Hercules’ Tenth Labor - The Cattle of Geryon

Sale: CNG 76, Lot: 999. Estimate $500. 
Closing Date: Wednesday, 12 September 2007. 
Sold For $550. This amount does not include the buyer’s fee.

EGYPT, Alexandria. Antoninus Pius. AD 138-161. Æ Drachm (17.33 g, 12h). Dated RY 10 (AD 146/7). Laureate head right / Hercules standing left, holding club, capturing Cattle of Geryon; on ground, Eurytion lying left; date in legend. Köln 1542; Voegtli 6c and 12o; Emmett 1542. Near VF, red-brown patina with green overtones, light overall roughness, flan chipped in antiquity. Very rare.


From the James E. Cain Collection.

Hercules, made temporarily insane by the goddess Hera, murdered his wife and children. Once recovered, and distressed by his actions, Hercules consulted the Delphic Oracle to find a means of expiating his sin. As a punishment, Apollo replied that the hero would have to serve his cousin Eurystheus, the king Tiryns, a man whom Hercules despised, for a period of twelve years.
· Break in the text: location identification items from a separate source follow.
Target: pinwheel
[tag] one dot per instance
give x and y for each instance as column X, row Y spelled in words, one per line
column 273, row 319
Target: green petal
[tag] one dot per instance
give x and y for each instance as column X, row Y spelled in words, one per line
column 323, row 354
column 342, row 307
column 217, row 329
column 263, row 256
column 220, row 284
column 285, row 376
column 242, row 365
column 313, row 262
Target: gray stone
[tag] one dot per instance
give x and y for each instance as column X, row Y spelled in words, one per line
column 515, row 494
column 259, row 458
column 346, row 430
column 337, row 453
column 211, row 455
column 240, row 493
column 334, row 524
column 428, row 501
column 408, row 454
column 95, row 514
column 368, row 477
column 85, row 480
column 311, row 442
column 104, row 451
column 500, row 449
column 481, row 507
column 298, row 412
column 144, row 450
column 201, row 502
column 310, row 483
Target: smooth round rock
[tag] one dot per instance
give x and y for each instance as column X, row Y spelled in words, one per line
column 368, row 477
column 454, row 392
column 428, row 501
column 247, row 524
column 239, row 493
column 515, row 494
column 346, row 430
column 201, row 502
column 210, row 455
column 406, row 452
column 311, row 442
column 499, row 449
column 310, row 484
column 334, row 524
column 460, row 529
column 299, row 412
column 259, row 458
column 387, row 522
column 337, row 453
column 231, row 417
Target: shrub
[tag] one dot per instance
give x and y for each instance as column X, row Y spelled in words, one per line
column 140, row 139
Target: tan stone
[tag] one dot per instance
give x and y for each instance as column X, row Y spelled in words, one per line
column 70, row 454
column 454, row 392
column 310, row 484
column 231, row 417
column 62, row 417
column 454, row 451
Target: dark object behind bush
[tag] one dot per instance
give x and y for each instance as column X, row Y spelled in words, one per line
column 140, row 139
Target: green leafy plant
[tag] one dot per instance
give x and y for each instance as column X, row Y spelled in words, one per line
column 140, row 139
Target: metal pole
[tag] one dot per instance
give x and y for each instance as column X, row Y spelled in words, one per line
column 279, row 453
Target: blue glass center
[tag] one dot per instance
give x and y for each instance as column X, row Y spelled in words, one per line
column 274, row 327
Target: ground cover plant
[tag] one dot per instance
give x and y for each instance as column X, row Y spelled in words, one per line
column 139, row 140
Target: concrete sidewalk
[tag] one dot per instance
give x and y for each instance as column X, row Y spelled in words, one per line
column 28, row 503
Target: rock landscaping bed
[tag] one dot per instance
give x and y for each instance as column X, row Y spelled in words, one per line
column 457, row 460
Because Eurystheus also hated Hercules, he devised a series of ten feats of such difficulty that they would be either insurmountable, or Hercules would die in the attempt. Because Hercules received assistance in completing two of the tasks, Eurystheus added two more. Each labor became more fantastic, and eventually Hercules was compelled to break the bonds of the supernatural in order to complete his task. Once he accomplished the Labors, Hercules was absolved of his guilt, and preceded to perform many other heroic feats.

Hercules’ Tenth Labor required him to travel to Erytheia to capture the Cattle of Geryon. En route, while crossing the Libyan Desert, he became so frustrated at the heat that he shot an arrow at Helios. Admiring the hero’s courage, Helios gave the golden cup he used to sail nightly across the Ocean from west to east each night, to Hercules to help him reach Erytheia. Upon arriving there, Hercules was confronted by the two-headed watchdog, Orthrus, and the herdsman Eurytion, each of whom he killed with his club. Hearing what was happening, Geryon, armed with three shields, three spears, and wearing three helmets, pursued Hercules to the River Anthemus. Once there, Hercules shot Geryon dead with an arrow he had poisoned with the blood of the Lernaean Hydra. To annoy Hercules as he drove the cattle back to Eurystheus, Hera sent a gadfly to scatter the herd by biting them. After a year’s labor, Hercules recovered the herd, but was further hindered by a flood, also caused by the goddess. Hercules eventually returned to Tiryns, and Eurystheus sacrificed the cattle to Hera.